Tip für weiterführende Infos: externer Link  zahlungsverkehrsfragen.de
Editor
(2000) Programm zur Bearbeitung von Dateien.
EDV
(2000) Elektronische Datenverarbeitung. Der Begriff ist heute etwas angestaubt, weil kein gesunder Mensch mehr größere Datenmengen nichtelektronisch verarbeitet (von den Bewohnern gewisser subventionierter Hängeordnerbiotope einmal abgesehen). Siehe auch IT.
EEPROM
(1998) Siehe ROM
EGA
(1993) Enhanced Graphics Adapter, "erweiterter Grafikadapter". Bot gegenüber dem Augenkiller CGA eine deutliche Verbesserung. Der EGA konnte 16 Farben gleichzeitig darstellen. Diese ließen sich aus den 64 Varianten frei zusammenstellen, welche durch die Kombination von rot, grün, blau und gesteigerter Helligkeit möglich sind. Er bot eine standardmäßige Grafikauflösung von 640 × 350 Punkten.
EIDE
(2001) Enhanced Integrated Drive Electronics — siehe IDE
E-Mail-Virus
(1999) Die folgende Entwarnung gilt nicht für Anwender, die Mailsoftware der Firma Microsoft verwenden.
nicht unbedingt ernst gemeinter KommentarProgramme wie "Microsoft Outlook" oder "Microsoft Exchange" sind als hochgradig gefährlich einzustufen und sollten in privaten und kommerziellen Umgebungen nicht verwendet werden.
(1998) "Wenn Sie eine E-Mail mit dem Betreff 'Good Times' erhalten..." So fangen sie an, diese gutgemeinten, aber völlig sinnlosen Warnungen vor Viren, die angeblich plötzlich und heimtückisch zuschlagen, wie die Spinne in der Yucca-Palme. E-Mails sind keine ausführbaren Programme. Wenn Sie ausführbare Programme (.EXE- oder .DOC-Dateien) auspacken und ausführen, die ihnen ein Unbekannter als Anlage gesendet hat, sind Sie selbst schuld. Durch das Lesen von Mails jedenfalls kann sich niemand einen Virus einfangen. Folgende Dateiendungen gelten unter Windows als potentiell gefährlich:
  • .EXE-Dateien: logisch.
  • .COM-Dateien: So hießen Programme früher.
  • .SCR-Dateien: Bildschirmschoner sind nichts anderes als .EXE-Dateien.
  • .DOT-Dateien: Winword-Vorlagendateien enthalten ausführbaren Code ("Makros") und bergen die derzeitig häufigste Virenform: Makroviren.
  • .DOC-Dateien: Winword startet die Makros einer .DOT-Datei auch, wenn man sie zur Tarnung in *.DOC umbenennt!
  • .XLS-Dateien: Excel-Dateien sind der neueste Renner, seitdem sich Virenschutzprogramme gegen Word-Makroviren immer mehr verbreiten.
  • .XLT-Dateien: Für .XLT/.XLS gilt der gleiche Zusammenhang wie bei .DOT/.DOC
Zudem können u.a. folgende Dateitypen "trojanische Pferde" enthalten:
  • .HLP-Dateien: Windows-Hilfedateien dürfen quasi alles ausführen, was an Programmen auf einem Rechner vorhanden ist.

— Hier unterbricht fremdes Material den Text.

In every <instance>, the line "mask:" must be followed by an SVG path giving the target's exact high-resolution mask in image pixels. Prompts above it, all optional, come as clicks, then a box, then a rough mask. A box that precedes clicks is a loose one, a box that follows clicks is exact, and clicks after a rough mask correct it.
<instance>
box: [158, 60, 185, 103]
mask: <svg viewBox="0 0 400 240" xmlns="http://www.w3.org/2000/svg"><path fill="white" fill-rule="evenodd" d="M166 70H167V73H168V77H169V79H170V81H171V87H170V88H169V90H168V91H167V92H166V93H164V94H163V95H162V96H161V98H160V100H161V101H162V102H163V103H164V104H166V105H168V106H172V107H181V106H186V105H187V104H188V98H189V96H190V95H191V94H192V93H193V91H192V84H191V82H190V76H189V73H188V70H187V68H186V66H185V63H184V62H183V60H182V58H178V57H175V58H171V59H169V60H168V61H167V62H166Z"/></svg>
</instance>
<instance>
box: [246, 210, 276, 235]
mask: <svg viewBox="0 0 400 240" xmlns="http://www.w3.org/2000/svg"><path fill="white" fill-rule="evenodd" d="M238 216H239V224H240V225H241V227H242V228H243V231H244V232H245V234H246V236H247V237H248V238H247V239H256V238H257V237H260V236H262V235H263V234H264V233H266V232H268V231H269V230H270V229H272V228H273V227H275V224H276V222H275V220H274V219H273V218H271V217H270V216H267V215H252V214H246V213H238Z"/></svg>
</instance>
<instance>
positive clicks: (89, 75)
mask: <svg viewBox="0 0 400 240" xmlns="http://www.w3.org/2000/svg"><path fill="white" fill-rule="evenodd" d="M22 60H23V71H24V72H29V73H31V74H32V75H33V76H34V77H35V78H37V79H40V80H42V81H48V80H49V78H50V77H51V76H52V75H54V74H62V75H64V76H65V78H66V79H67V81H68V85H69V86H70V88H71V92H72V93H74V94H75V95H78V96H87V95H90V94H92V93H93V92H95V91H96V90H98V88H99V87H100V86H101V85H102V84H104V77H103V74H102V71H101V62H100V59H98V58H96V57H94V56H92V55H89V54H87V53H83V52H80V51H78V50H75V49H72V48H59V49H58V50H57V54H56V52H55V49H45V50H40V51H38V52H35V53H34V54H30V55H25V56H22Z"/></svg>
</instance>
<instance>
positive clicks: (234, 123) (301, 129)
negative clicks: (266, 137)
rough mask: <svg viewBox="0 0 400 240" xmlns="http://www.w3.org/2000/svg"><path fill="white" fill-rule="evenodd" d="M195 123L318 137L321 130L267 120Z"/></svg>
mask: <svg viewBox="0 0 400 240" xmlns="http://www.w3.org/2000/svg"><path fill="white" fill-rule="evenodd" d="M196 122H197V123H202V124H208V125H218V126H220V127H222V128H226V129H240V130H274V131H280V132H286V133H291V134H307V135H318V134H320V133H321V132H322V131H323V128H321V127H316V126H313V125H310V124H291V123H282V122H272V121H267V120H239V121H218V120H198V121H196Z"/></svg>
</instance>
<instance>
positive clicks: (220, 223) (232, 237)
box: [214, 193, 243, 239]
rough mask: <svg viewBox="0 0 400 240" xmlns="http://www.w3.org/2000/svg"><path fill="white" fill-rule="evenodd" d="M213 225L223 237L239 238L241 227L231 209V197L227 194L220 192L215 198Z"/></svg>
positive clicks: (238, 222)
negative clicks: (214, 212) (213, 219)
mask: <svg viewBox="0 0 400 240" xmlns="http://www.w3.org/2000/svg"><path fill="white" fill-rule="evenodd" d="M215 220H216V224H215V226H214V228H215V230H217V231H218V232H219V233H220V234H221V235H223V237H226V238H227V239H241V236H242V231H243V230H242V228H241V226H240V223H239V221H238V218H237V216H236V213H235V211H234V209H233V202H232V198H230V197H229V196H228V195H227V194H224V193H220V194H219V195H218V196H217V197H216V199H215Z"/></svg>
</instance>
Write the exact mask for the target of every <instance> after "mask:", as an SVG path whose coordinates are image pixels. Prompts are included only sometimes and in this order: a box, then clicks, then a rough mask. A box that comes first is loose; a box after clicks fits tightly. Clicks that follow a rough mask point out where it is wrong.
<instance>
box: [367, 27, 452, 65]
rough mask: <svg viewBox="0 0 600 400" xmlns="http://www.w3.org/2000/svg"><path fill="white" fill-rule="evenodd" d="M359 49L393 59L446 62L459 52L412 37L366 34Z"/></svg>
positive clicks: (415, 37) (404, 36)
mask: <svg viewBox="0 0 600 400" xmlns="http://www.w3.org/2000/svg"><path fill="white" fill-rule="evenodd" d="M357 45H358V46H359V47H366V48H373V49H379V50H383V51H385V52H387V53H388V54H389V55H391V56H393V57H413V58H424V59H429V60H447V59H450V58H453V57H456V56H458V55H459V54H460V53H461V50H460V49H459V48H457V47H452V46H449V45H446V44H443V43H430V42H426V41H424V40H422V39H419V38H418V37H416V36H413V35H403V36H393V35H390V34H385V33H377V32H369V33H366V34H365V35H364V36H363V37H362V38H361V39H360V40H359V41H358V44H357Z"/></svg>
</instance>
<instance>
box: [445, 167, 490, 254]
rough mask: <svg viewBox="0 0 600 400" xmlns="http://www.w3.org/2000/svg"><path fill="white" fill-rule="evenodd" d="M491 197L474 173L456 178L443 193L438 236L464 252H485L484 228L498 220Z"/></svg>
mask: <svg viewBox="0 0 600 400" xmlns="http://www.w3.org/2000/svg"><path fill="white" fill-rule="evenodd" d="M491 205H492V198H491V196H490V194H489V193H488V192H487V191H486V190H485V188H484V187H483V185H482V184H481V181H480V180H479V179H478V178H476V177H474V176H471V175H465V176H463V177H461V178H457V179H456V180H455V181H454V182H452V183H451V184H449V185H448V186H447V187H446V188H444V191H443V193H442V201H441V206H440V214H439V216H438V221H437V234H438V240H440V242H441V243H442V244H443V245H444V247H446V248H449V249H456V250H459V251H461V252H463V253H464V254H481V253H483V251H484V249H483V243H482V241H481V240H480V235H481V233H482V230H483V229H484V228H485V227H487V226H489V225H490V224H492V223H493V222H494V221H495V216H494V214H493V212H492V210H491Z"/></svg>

  • .PDF-Dateien: Adobe-Reader-Dateien können auch ausführbaren Code beinhalten.
  • .BAT-Dateien: Textdateien mit einer Liste von eventuell gefährlichen Programmaufrufen.
Öffnen Sie solche Anlagen nur, wenn Ihnen der Absender persönlich bekannt ist. Schließen Sie jedoch nicht aus der im Nachrichtenkopf stehenden E-Mail-Adresse auf den Absender. Diese Angabe läßt sich sehr leicht fälschen.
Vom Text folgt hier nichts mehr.